On Wednesday 15 November 2006 21:01, Joe Neeman wrote:
> Bah, my attachments were to big. Trying again...
>
> On 11/15/06, Joe Neeman <[EMAIL PROTECTED]> wrote:
> > The jneeman git branch now has 2 new features: max-sloped skylines
> > (currently hard-coded at slope 2) and skyline debugging. I've attached a
> > couple screenshots with the debugging turned on.
> >
> > If anyone wants to have a look at this branch, just keep in mind that I
> > haven't done a lot of testing yet.
Hi,
I just got another idea of how to improve max-slope skylines. The motivation
is mathematical rather than scientific, so there's no guarantee it's a good
idea. But anyways:
The problem that max-slope tries to solve, is to separate objects from each
other in X direction as well. My new idea is that what we really want is to
separate objects by some minimum Euclidean distance (i.e. x^2+y^2); this can
be achieved with skylines if the skyline is formed as circles around each
object, and the spacing between skylines is set to 0, as in:
========================
________ ____________
| | ___
| | | / \
| | | | o |
___ | o | | | |
/ \ \___/ | | |
_| o |__/ \___| |___
| o
===|======|=============
The minimum Euclidean distance between objects is then twice the radius.

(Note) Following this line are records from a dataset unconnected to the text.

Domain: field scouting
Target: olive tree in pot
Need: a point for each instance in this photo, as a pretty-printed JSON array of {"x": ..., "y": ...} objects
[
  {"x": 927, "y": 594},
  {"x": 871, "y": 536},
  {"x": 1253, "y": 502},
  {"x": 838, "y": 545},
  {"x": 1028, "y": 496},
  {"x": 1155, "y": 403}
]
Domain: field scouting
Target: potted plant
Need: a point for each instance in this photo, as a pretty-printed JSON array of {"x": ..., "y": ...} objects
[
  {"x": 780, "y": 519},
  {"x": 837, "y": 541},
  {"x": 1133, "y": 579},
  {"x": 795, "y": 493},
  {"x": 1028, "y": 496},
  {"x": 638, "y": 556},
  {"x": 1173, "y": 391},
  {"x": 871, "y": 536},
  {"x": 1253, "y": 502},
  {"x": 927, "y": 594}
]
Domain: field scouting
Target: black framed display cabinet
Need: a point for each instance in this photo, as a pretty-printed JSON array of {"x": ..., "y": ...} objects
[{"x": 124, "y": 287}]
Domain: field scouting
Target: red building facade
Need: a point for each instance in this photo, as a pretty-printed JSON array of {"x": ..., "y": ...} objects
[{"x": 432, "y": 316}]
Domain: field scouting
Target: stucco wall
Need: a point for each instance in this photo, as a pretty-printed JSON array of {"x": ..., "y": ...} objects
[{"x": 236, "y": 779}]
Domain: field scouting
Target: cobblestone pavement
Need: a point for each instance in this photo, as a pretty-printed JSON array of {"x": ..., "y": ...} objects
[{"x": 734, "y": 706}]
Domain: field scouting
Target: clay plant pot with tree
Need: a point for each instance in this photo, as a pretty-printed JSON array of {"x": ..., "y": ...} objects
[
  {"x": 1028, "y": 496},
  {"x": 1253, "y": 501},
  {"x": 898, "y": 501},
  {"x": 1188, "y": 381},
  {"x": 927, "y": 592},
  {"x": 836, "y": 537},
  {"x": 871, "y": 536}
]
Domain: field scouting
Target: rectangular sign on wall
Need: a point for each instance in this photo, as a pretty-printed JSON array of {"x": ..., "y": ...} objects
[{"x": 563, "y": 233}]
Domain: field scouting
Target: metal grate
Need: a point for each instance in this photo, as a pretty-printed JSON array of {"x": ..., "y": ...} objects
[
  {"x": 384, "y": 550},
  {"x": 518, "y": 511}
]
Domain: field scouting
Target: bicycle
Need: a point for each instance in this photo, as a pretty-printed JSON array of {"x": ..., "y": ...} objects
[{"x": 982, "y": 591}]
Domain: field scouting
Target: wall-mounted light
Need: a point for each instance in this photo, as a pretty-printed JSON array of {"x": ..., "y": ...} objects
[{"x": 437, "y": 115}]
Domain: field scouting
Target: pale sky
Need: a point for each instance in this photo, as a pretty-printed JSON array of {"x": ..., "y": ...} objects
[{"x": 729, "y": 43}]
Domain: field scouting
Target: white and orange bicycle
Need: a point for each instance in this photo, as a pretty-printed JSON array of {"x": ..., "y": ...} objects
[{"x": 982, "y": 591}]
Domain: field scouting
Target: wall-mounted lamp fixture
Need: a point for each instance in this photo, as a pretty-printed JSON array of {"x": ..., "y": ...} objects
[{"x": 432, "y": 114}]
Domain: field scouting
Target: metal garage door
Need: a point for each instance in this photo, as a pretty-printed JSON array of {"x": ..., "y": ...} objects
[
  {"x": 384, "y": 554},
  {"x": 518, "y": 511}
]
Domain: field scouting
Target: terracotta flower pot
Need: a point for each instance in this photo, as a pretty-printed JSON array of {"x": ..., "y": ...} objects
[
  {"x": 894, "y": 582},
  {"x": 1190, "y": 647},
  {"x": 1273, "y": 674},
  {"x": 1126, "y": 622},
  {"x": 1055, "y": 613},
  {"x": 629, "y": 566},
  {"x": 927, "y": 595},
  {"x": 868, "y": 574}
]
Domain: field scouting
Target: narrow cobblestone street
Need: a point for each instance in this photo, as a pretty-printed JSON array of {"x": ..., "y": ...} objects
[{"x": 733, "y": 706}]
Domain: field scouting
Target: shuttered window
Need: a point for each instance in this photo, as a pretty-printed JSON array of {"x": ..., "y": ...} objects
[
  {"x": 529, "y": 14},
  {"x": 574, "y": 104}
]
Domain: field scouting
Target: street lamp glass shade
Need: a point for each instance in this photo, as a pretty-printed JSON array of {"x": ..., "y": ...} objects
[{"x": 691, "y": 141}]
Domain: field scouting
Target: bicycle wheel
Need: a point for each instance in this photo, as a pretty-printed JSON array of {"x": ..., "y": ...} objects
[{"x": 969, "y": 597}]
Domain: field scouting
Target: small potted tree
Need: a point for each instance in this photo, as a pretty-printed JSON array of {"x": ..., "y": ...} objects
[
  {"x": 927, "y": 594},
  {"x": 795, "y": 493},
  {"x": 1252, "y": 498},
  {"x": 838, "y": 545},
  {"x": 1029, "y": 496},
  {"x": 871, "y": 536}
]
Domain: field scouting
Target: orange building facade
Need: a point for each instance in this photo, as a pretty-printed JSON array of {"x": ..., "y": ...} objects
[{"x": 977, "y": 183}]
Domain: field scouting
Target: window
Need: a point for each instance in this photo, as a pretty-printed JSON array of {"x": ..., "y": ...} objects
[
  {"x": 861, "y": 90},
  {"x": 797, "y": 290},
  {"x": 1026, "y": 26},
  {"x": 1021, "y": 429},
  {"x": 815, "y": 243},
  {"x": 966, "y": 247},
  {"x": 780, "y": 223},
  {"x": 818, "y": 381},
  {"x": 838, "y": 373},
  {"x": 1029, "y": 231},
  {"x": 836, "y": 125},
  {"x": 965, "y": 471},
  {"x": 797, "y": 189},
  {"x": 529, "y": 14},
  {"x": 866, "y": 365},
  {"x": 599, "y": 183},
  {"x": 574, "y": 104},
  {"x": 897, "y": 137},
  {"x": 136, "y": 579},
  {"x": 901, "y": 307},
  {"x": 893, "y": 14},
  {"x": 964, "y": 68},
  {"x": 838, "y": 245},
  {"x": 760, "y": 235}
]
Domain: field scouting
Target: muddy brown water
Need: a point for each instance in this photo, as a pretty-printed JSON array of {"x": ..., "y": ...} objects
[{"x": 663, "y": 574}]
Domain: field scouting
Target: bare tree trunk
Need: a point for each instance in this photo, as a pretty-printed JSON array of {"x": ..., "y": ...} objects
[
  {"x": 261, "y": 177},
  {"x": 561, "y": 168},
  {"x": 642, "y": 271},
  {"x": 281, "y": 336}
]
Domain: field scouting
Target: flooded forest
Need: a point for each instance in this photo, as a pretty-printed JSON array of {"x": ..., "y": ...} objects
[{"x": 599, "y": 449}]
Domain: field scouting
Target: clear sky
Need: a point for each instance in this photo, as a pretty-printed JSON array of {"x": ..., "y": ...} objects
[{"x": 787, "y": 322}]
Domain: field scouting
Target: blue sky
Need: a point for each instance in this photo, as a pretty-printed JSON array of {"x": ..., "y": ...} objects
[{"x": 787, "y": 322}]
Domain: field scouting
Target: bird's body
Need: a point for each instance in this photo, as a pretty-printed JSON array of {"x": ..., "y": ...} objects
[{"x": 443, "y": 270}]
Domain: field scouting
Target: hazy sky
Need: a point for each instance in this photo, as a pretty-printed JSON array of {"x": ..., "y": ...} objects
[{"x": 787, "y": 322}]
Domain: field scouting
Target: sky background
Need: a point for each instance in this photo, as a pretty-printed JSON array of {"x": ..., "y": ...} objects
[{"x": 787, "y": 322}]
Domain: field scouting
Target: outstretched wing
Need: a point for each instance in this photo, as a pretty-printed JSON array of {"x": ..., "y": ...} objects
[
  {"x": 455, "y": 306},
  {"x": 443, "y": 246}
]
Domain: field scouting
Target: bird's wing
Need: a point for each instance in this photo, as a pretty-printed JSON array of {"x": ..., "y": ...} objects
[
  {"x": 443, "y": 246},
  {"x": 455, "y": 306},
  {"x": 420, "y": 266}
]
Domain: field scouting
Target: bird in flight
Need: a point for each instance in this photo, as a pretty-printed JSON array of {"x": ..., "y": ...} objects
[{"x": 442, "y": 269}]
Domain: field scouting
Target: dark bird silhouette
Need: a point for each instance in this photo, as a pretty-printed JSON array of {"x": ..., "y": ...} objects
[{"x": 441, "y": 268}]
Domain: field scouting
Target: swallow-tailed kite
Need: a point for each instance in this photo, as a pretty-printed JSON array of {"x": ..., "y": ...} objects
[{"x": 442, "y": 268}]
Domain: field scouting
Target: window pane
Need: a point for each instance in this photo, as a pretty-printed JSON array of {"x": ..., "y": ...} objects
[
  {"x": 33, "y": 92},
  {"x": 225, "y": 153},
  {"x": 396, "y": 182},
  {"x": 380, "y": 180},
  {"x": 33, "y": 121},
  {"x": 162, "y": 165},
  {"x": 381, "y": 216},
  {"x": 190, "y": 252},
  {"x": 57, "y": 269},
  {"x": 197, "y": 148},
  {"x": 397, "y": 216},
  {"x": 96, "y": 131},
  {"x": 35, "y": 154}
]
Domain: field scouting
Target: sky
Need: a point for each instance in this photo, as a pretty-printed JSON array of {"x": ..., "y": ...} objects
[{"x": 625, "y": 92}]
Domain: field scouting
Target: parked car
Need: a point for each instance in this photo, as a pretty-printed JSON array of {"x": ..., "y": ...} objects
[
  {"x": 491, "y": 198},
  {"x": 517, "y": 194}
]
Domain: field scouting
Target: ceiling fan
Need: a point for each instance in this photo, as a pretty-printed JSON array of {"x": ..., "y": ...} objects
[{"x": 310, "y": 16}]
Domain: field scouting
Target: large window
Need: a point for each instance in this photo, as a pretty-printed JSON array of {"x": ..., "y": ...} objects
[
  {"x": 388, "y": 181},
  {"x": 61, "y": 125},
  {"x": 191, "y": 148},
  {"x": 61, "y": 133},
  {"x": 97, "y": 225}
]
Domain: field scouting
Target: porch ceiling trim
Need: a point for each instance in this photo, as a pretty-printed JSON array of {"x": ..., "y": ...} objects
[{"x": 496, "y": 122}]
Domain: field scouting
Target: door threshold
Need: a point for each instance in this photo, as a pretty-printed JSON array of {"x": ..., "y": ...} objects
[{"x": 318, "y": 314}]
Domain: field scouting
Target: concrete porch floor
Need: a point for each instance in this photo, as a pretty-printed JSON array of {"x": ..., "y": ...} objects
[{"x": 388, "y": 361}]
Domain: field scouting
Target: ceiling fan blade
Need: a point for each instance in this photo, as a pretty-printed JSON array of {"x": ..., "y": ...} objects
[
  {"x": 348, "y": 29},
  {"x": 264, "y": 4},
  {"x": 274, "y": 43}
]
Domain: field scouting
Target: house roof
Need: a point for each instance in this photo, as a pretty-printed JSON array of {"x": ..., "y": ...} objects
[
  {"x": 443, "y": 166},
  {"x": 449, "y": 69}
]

It
would probably be sufficient to approximate circles with regular octagons (as
in the ascii art :) ), this should also be performance-friendly. It may also
be useful to use ellipses rather than circles, if we want more padding along
one axis.
I guess the main problem with this approach is that we need to calculate
different skylines for different radii. E.g., if you first want to use
skyline spacing to add text scripts above a staff, you can't recycle that
skyline for spacing the resulting staff against the staff above, because the
radii must be smaller when spacing the text.